Les Alouettes s’inclinent à domicile face aux Riders
Il n’y a pas à tourner autour du pot : celle-là était difficile. Les Alouettes de Montréal ont subi une défaite de 34 à 6 contre les Roughriders de la Saskatchewan samedi soir. Les Als, tout simplement, n’ont jamais été dans le match. Ce genre de performance arrive dans le football professionnel. Il faut reconnaître le mérite des Riders : ils sont venus à Montréal et ont très bien joué.
Du côté des Alouettes, peu de choses ont fonctionné. Tout semblait désorganisé dans les trois phases du jeu.
Faut-il paniquer ? Non. Mais ils doivent rapidement tourner la page, car ils accueilleront les Elks d’Edmonton vendredi soir.
« Nous n’avons pas joué notre meilleur football », a déclaré le receveur Tyler Snead, auteur de sept réceptions pour 88 verges. « Nous n’avons pas joué selon les standards que nous nous imposons habituellement. Les entraînements de la semaine prochaine seront bons pour nous, afin de bien nous préparer. »
« Mon père m’a toujours dit de respecter la règle des 24 heures : tu peux ruminer pendant 24 heures, mais une fois ce délai passé, c’est terminé. On passe à la semaine suivante et au prochain match. »
Maltos récidive :
Commençons par du positif. José Maltos a réussi deux autres longs placements samedi soir : un de 56 verges et un autre de 54 verges, sous la pluie. Le botteur mexicain avait déjà marqué un placement de 58 verges la semaine dernière contre les Stampeders de Calgary, ce qui avait donné la victoire aux Alouettes.

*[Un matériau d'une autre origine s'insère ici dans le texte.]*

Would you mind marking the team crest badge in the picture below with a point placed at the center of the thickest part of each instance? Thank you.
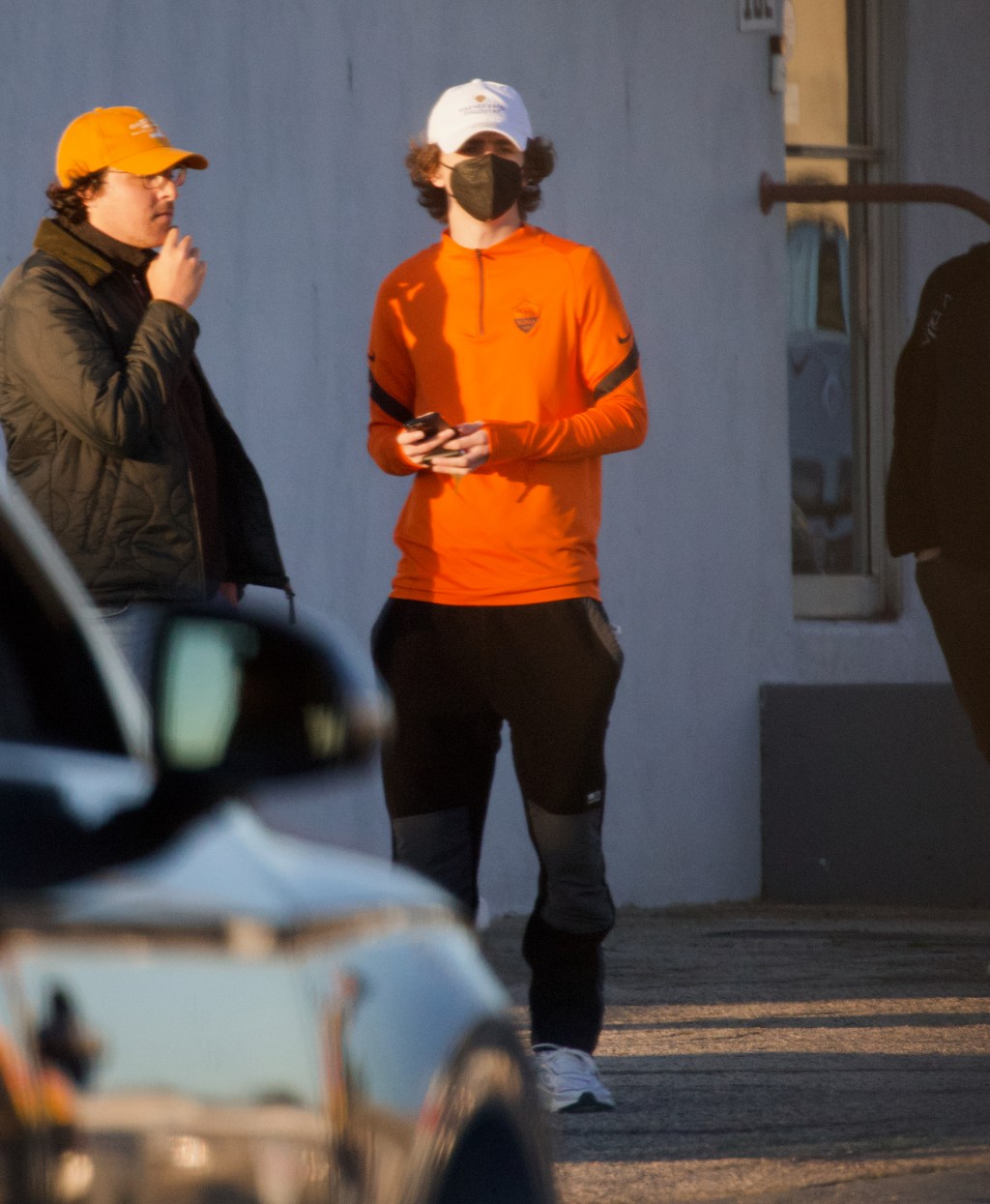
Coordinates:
(525, 315)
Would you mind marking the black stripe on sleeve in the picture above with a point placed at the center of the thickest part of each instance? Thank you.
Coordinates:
(618, 374)
(387, 402)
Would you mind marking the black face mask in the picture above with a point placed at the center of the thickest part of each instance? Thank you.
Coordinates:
(486, 187)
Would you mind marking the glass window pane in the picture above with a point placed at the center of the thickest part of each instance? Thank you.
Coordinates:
(825, 352)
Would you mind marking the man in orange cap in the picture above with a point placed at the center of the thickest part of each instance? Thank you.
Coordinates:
(112, 430)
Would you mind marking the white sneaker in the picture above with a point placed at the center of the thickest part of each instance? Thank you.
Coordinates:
(568, 1081)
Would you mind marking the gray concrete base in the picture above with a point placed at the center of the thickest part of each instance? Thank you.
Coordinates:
(872, 794)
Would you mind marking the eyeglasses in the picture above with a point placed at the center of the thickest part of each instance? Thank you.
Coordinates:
(172, 176)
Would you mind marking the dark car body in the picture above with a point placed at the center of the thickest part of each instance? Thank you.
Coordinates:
(195, 1009)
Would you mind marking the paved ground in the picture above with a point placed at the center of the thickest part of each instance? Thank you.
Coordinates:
(784, 1055)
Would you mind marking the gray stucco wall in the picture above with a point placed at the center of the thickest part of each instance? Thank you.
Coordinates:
(662, 122)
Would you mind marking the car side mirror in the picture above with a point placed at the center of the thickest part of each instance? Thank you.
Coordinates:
(240, 697)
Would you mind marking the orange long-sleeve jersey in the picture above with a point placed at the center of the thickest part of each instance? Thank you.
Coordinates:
(529, 336)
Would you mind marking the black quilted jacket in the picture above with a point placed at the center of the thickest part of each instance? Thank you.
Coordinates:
(939, 486)
(88, 374)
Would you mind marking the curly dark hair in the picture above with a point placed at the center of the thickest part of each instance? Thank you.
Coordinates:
(69, 202)
(422, 161)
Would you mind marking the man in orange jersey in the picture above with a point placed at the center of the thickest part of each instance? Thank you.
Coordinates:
(520, 342)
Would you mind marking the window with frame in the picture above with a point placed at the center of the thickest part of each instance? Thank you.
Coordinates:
(838, 129)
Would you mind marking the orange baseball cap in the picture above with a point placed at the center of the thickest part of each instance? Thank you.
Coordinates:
(124, 138)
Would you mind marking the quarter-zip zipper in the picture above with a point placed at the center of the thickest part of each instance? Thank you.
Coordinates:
(480, 255)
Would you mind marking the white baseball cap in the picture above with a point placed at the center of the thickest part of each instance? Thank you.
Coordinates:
(479, 107)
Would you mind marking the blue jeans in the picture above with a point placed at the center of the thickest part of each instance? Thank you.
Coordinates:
(132, 628)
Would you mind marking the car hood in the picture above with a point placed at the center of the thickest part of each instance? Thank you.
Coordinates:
(229, 869)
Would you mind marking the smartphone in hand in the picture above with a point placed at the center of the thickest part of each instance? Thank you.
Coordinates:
(431, 426)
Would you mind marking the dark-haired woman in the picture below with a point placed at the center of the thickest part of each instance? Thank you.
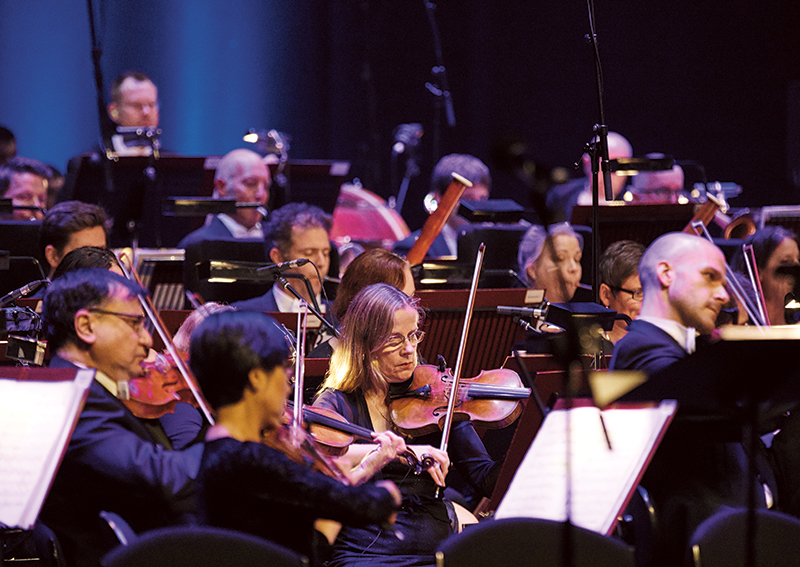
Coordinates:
(240, 361)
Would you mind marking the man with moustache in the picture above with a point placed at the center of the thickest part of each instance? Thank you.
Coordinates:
(114, 461)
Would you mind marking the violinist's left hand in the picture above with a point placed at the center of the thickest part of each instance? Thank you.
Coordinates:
(441, 461)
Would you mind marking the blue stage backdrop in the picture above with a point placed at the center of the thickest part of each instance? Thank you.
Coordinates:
(708, 81)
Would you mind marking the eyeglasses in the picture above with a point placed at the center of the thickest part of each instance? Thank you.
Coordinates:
(141, 106)
(395, 342)
(636, 295)
(136, 322)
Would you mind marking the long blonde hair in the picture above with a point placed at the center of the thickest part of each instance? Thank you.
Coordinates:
(367, 325)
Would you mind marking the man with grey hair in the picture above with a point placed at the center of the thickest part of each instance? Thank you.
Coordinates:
(551, 260)
(24, 181)
(241, 175)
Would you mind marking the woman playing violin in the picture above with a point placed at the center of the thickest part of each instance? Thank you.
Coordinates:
(240, 361)
(376, 358)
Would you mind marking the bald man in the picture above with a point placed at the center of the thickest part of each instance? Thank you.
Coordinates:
(694, 473)
(562, 198)
(243, 176)
(683, 280)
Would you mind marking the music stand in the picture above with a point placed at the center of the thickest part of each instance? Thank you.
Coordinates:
(138, 199)
(310, 181)
(641, 223)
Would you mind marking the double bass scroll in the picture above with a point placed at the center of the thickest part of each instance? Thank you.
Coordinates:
(435, 223)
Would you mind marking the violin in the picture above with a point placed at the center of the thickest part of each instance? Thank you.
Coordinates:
(297, 444)
(162, 386)
(491, 399)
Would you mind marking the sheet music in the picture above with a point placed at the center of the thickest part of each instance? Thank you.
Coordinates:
(602, 478)
(36, 420)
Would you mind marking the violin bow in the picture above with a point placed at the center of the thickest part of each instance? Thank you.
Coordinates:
(160, 328)
(733, 284)
(451, 404)
(299, 360)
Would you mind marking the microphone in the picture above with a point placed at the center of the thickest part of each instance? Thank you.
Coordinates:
(406, 137)
(536, 312)
(21, 292)
(283, 266)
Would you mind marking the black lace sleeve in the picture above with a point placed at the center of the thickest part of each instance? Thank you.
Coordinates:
(264, 475)
(471, 458)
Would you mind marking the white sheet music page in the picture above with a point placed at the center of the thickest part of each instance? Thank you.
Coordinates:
(600, 479)
(36, 421)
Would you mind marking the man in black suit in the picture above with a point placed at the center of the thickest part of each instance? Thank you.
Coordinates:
(241, 175)
(683, 280)
(295, 231)
(115, 461)
(129, 196)
(694, 473)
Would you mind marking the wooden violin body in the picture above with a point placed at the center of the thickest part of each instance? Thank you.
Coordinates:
(491, 399)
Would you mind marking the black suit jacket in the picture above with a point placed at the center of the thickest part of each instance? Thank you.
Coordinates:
(646, 348)
(215, 230)
(114, 463)
(694, 471)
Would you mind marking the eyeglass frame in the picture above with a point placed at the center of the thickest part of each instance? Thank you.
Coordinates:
(633, 293)
(137, 325)
(419, 333)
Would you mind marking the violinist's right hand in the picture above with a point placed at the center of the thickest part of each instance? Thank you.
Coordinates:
(441, 461)
(389, 447)
(392, 489)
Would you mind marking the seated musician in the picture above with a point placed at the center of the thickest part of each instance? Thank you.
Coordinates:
(240, 361)
(654, 187)
(561, 199)
(241, 175)
(114, 461)
(24, 181)
(373, 266)
(691, 476)
(472, 169)
(70, 225)
(773, 247)
(552, 260)
(620, 288)
(376, 357)
(295, 231)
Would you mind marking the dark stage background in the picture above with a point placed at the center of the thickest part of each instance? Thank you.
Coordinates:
(715, 81)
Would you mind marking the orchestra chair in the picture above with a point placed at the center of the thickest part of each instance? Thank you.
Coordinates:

Avant ce match, aucun botteur dans l’histoire des Alouettes n’avait réussi un botté de plus de 54 verges. Maltos l’a fait deux semaines de suite. Il avait aussi réussi un botté de 53 verges à Calgary l’an dernier.
À 33 ans, Maltos a dû attendre patiemment son tour pour devenir partant. Depuis qu’il est le botteur principal des Alouettes, il est tout simplement décisif. Il affiche l’un des meilleurs taux de précision de la ligue.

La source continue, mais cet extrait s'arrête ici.